Sunday, April 15, 2007

Of Hardened Hearts and Premature Grief

There are few things in life more intractable than a stubborn heart patient. Or rather, someone who should have been a patient, but isn’t too keen on the idea of being admitted into the hospital. While for any other ailment, concerned friends and family members might cajole and coerce their loved one to receive the proper medical treatment, or at least check if such treatment is necessary, ones methods are severely restricted when the illness involves the heart. After all, if the potential patient is dead set on digging in his or her heels on the matter, angry words and repeated insistence might serve only to drive his or her blood pressure up, exacerbating the heart ailment, if not causing it if it was not actually there in the first place.

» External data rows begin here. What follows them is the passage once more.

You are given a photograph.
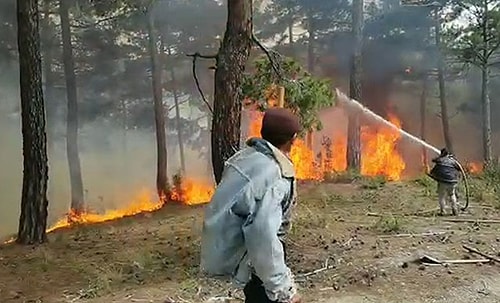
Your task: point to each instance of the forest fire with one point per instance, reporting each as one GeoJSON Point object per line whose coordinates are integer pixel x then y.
{"type": "Point", "coordinates": [379, 153]}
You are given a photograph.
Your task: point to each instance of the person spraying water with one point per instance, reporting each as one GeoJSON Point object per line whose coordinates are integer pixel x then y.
{"type": "Point", "coordinates": [447, 168]}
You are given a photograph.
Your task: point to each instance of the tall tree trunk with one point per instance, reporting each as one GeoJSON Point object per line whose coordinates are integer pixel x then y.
{"type": "Point", "coordinates": [48, 38]}
{"type": "Point", "coordinates": [423, 118]}
{"type": "Point", "coordinates": [442, 89]}
{"type": "Point", "coordinates": [178, 118]}
{"type": "Point", "coordinates": [485, 82]}
{"type": "Point", "coordinates": [33, 219]}
{"type": "Point", "coordinates": [231, 59]}
{"type": "Point", "coordinates": [159, 109]}
{"type": "Point", "coordinates": [353, 129]}
{"type": "Point", "coordinates": [124, 114]}
{"type": "Point", "coordinates": [75, 172]}
{"type": "Point", "coordinates": [310, 41]}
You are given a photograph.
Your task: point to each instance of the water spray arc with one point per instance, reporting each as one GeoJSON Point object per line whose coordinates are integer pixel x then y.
{"type": "Point", "coordinates": [344, 101]}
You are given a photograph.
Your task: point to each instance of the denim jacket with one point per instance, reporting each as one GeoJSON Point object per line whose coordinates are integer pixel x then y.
{"type": "Point", "coordinates": [248, 217]}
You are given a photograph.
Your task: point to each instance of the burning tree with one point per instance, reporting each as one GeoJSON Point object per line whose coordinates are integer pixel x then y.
{"type": "Point", "coordinates": [231, 59]}
{"type": "Point", "coordinates": [33, 220]}
{"type": "Point", "coordinates": [353, 132]}
{"type": "Point", "coordinates": [75, 171]}
{"type": "Point", "coordinates": [476, 44]}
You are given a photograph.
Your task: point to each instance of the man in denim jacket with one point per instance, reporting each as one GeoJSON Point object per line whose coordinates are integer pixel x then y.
{"type": "Point", "coordinates": [249, 215]}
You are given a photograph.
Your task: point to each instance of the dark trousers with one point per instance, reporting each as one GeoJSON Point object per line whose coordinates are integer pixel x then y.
{"type": "Point", "coordinates": [254, 290]}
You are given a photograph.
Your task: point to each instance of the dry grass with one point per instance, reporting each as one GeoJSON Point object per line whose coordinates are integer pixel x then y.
{"type": "Point", "coordinates": [160, 251]}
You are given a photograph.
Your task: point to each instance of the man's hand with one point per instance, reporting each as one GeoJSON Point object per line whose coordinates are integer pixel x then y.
{"type": "Point", "coordinates": [296, 299]}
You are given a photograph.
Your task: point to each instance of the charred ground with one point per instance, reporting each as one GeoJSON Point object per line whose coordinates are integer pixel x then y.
{"type": "Point", "coordinates": [354, 225]}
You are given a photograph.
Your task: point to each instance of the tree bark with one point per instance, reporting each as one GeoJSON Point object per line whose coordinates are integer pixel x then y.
{"type": "Point", "coordinates": [33, 219]}
{"type": "Point", "coordinates": [48, 38]}
{"type": "Point", "coordinates": [75, 173]}
{"type": "Point", "coordinates": [231, 59]}
{"type": "Point", "coordinates": [423, 118]}
{"type": "Point", "coordinates": [353, 129]}
{"type": "Point", "coordinates": [442, 89]}
{"type": "Point", "coordinates": [178, 118]}
{"type": "Point", "coordinates": [159, 110]}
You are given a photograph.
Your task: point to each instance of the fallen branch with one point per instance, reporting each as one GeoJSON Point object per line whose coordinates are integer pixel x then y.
{"type": "Point", "coordinates": [195, 56]}
{"type": "Point", "coordinates": [477, 252]}
{"type": "Point", "coordinates": [472, 221]}
{"type": "Point", "coordinates": [316, 271]}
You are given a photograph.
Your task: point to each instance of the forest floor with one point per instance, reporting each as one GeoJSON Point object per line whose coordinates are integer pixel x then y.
{"type": "Point", "coordinates": [358, 227]}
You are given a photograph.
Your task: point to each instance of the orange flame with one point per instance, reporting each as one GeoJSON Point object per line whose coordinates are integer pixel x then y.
{"type": "Point", "coordinates": [378, 152]}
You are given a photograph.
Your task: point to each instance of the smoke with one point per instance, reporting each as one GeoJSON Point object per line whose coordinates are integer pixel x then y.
{"type": "Point", "coordinates": [116, 165]}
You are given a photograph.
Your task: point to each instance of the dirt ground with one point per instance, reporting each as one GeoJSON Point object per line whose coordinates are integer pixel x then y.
{"type": "Point", "coordinates": [370, 233]}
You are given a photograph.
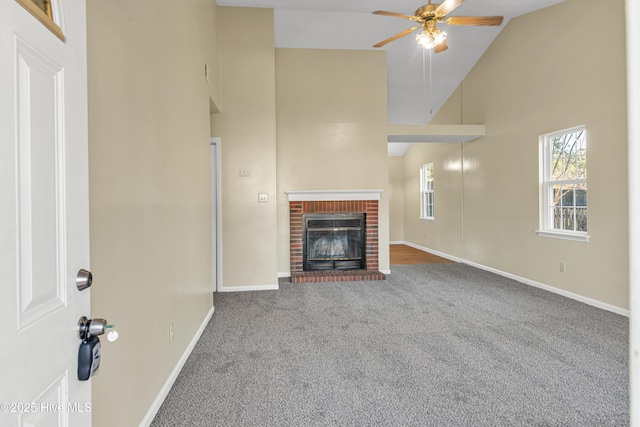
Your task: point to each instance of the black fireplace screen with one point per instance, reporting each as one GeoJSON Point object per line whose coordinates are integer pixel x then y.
{"type": "Point", "coordinates": [333, 242]}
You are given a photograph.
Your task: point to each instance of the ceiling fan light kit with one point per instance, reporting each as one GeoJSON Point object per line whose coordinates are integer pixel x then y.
{"type": "Point", "coordinates": [428, 16]}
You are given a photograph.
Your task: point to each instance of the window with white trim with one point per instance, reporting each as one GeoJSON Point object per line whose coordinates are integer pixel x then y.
{"type": "Point", "coordinates": [426, 192]}
{"type": "Point", "coordinates": [563, 198]}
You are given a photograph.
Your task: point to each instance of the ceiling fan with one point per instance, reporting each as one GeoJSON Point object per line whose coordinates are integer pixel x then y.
{"type": "Point", "coordinates": [428, 16]}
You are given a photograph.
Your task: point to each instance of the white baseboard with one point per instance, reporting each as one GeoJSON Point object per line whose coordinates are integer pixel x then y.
{"type": "Point", "coordinates": [577, 297]}
{"type": "Point", "coordinates": [164, 391]}
{"type": "Point", "coordinates": [274, 287]}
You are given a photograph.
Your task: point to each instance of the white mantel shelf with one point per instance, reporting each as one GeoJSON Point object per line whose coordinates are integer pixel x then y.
{"type": "Point", "coordinates": [324, 195]}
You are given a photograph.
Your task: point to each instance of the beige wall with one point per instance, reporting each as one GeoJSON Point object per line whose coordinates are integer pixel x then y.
{"type": "Point", "coordinates": [149, 191]}
{"type": "Point", "coordinates": [528, 83]}
{"type": "Point", "coordinates": [247, 127]}
{"type": "Point", "coordinates": [331, 128]}
{"type": "Point", "coordinates": [396, 199]}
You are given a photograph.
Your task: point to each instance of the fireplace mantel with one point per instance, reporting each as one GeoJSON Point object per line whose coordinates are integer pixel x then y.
{"type": "Point", "coordinates": [324, 195]}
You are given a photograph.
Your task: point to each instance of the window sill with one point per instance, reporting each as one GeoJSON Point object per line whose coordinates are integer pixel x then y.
{"type": "Point", "coordinates": [563, 235]}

That indeed would be the height of irony: trying to pull at your loved ones heart strings for their own good, and in the process those heartstrings rip open a valve or bunch up in an artery.

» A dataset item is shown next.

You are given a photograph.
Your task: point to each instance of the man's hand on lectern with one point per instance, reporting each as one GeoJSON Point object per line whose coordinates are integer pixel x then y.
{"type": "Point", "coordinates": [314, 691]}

As much consternation as such stubbornness brings to those who care for an ill individual, I certainly am not in position to cast any stones: My preferred universal remedy is to huddle under my blankets at home, and use the pain or sickness as a refuge from work or school. A hospital visit, with me as a patient, ranks about as high on my list of favorite things as does a visit to a wake, with me as the ‘guest of honor’. Irrational, I know, since the former is clearly a way to prevent the latter from happening anytime soon. Yet the reluctance remains.


Why is it I wonder, that so many of us try so hard to keep ourselves healthy – eating less of the wrong food, making time for moderate exercise – and yet, evince such reluctance to seek professional help when we just might need it. Its almost as if we’re more comfortable dealing with health issues such as heart disease when they are future risks than when there is an actual chance that they are happening, right then and there. Why else would we deprive ourselves of lechon because of our family’s history of clogged arteries, yet continue on with our day despite chest pains and the occasional vomiting – both of which could be symptoms of an on-going heart attack?

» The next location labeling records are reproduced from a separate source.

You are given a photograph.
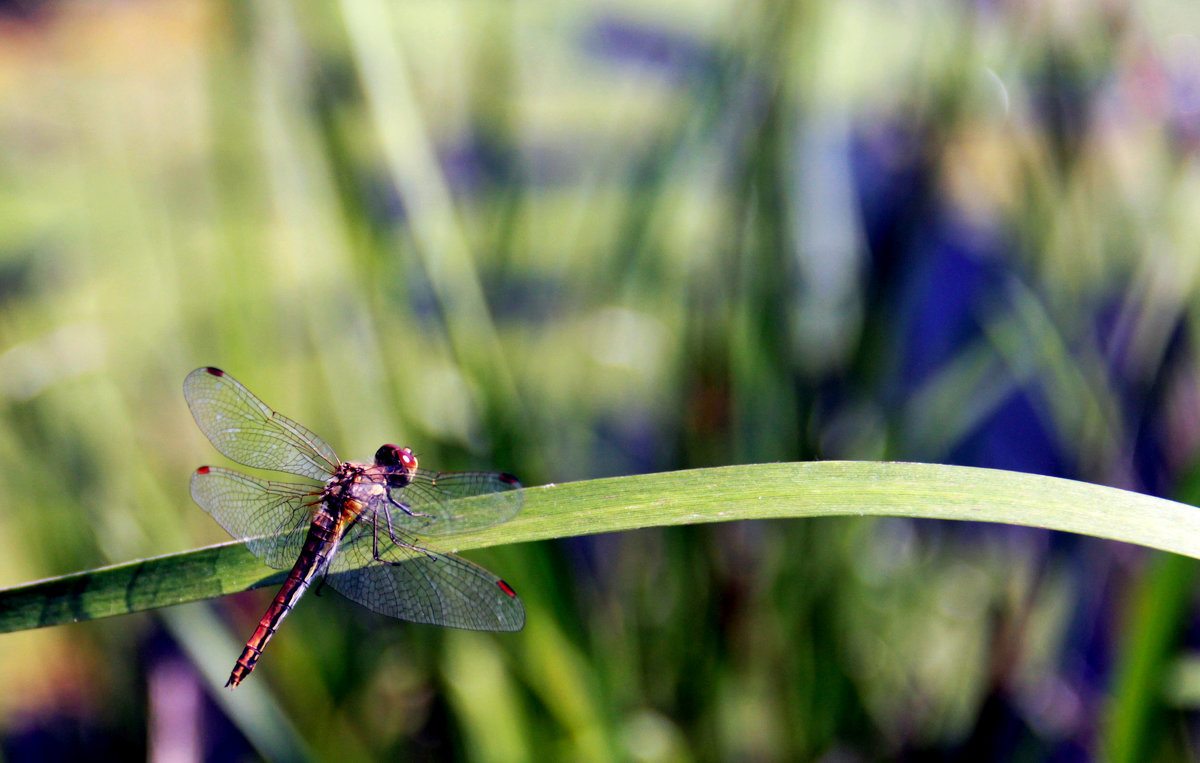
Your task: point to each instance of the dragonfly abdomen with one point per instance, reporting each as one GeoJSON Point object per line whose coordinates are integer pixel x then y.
{"type": "Point", "coordinates": [318, 548]}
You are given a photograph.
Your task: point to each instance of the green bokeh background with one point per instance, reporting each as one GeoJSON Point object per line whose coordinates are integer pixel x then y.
{"type": "Point", "coordinates": [659, 265]}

Perhaps we’re just loathe to admit that all our healthy-living sacrifices had been in vain, or had come too little too late. There are few things that cause greater chagrin after all, than missed opportunities for pleasure. We would however, miss many more pleasures if we were buried six feet underground. Or maybe its simply the possibility of spending a lot for a check-up that proves unnecessary – yet that’s hardly a good reason. A check-up’s goal after all, when you think about it, is to ascertain whether or not you are in fact sick – and if the results answer that question in the negative, then you’ve still gotten your money’s worth.


Maybe in the end, I and others like me have to admit that this reluctance in the face of possible sickness is exactly what it seems to be: an irrational, often destructive impulse that stems either from (a) a deep seated denial of our mortality, or (b) a fatalistic acceptance of it. I am unsure which is worse honestly.


Kübler-Ross model lists five stages through which people deal with grief and tragedy: Denial, Anger, Bargaining, Depression and Acceptance. Perhaps people like me are jumping the gun on these stages, even before the tragedy occurs, either by denying the fact that we could have a life threatening illness, or by accepting deaths inevitability before it even stops becoming preventable. Those of us who tend to ‘harden our hearts’ may be well served to remedy these attitudes soon: if not for our own sakes, then for those who love us… If we want to keep them from going through the five stages in the proper order.